Since the VAF of indels at homopolymeric regions has, in general, a left-skewed distribution, we employed a modified version of the Cancer Outlier Profile Analysis (COPA) approach31, which consists in scaling the above-cited to a normal distribution and subsequently calculating the outliers that exceeded the mean + 3 median-adjusted deviations (μ + 3σ) threshold.

To validate the outliers, for each of the 29 regions, we further defined a threshold based on the normalized distributions (either for percentage of insertion or deletion) of a control population. Since both in ovarian and other BRCA-associated cancers the predominant second hit is most often represented by loss of heterozygosity (LOH), while a second point mutation is an extremely rare event32,33,34, we used as control population a cohort of 46 patients in which a non-homopolymeric PV (either somatic or germline) had been already identified.

To avoid potential selection bias, which would affect the estimated frequency of pathogenic variants occurring at homopolymeric regions in our cohort, we excluded from the analysis the 19 patients who underwent germline testing before tumour testing. This group also included two patients with germline-confirmed homopolymeric PVs who resulted negative at tumour testing.

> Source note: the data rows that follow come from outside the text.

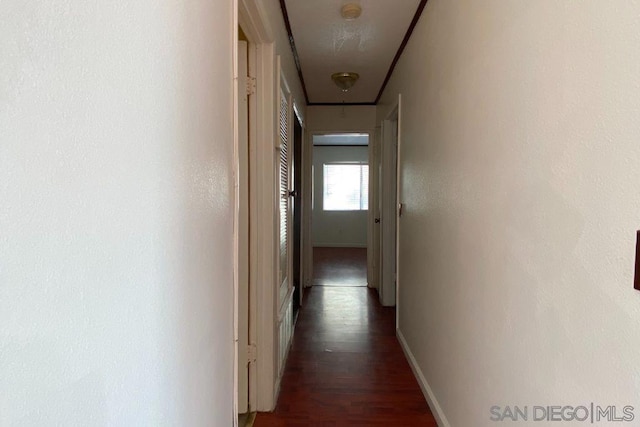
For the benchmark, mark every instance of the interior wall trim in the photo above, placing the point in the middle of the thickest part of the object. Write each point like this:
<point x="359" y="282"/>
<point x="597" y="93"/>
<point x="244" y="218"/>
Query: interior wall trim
<point x="296" y="58"/>
<point x="292" y="43"/>
<point x="436" y="409"/>
<point x="407" y="36"/>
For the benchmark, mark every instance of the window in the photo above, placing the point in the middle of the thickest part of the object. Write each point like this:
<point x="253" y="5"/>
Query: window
<point x="346" y="187"/>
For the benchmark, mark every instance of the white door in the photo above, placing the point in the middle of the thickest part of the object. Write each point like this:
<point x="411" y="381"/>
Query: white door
<point x="389" y="207"/>
<point x="284" y="187"/>
<point x="243" y="230"/>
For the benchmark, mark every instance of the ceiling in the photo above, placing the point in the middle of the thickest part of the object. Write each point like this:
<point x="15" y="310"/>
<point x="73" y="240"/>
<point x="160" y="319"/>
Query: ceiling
<point x="325" y="43"/>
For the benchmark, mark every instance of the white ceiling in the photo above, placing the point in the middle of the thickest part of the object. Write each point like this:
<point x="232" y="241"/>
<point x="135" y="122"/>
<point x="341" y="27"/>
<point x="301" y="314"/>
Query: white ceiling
<point x="327" y="44"/>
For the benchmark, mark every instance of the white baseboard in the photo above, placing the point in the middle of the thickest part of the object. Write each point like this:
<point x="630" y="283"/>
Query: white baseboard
<point x="339" y="245"/>
<point x="441" y="419"/>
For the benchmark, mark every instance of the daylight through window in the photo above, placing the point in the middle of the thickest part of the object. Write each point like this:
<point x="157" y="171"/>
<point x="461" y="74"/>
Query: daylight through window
<point x="346" y="187"/>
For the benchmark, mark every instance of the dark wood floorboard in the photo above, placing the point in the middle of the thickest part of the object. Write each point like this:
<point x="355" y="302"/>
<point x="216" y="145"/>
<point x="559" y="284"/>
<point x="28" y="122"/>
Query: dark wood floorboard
<point x="339" y="266"/>
<point x="346" y="367"/>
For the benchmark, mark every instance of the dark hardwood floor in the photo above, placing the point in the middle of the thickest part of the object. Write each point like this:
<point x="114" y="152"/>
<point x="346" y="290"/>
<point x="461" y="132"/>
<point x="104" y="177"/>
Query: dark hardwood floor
<point x="346" y="367"/>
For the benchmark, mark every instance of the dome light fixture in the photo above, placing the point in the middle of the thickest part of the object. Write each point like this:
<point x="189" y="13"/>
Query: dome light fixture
<point x="351" y="11"/>
<point x="345" y="80"/>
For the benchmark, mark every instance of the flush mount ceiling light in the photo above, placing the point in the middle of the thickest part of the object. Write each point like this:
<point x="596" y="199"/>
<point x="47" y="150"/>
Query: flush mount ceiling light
<point x="351" y="11"/>
<point x="345" y="80"/>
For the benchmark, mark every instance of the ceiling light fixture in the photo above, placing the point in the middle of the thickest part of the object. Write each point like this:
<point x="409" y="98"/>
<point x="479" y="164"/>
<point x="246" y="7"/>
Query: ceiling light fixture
<point x="345" y="81"/>
<point x="351" y="11"/>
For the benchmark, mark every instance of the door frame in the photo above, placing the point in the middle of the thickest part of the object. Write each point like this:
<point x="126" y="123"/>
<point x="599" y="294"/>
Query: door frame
<point x="390" y="208"/>
<point x="253" y="19"/>
<point x="307" y="202"/>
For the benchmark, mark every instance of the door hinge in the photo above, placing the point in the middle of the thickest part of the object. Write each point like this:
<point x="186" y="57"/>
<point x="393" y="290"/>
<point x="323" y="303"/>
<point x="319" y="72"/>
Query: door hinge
<point x="252" y="353"/>
<point x="251" y="85"/>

Therefore, we applied the (μ + 3σ) thresholds estimated on the control population to the normalized distributions of the study cohort, composed of 157 individuals with no evidence of pathogenic variants at tumour testing with ION Torrent. In addition, according with filtering criteria used in a previous study, which focused on germline variants29, we considered only homopolymeric indels with an absolute VAF above 15% and in any case higher than the maximum value of the control population at each homopolymeric region. Lastly, regions with a total read count of less than 100 were excluded from the analysis.

Targeted Sanger sequencing was performed on tumour DNA to confirm the occurrence of outlier homopolymeric indels selected by using the defined thresholds.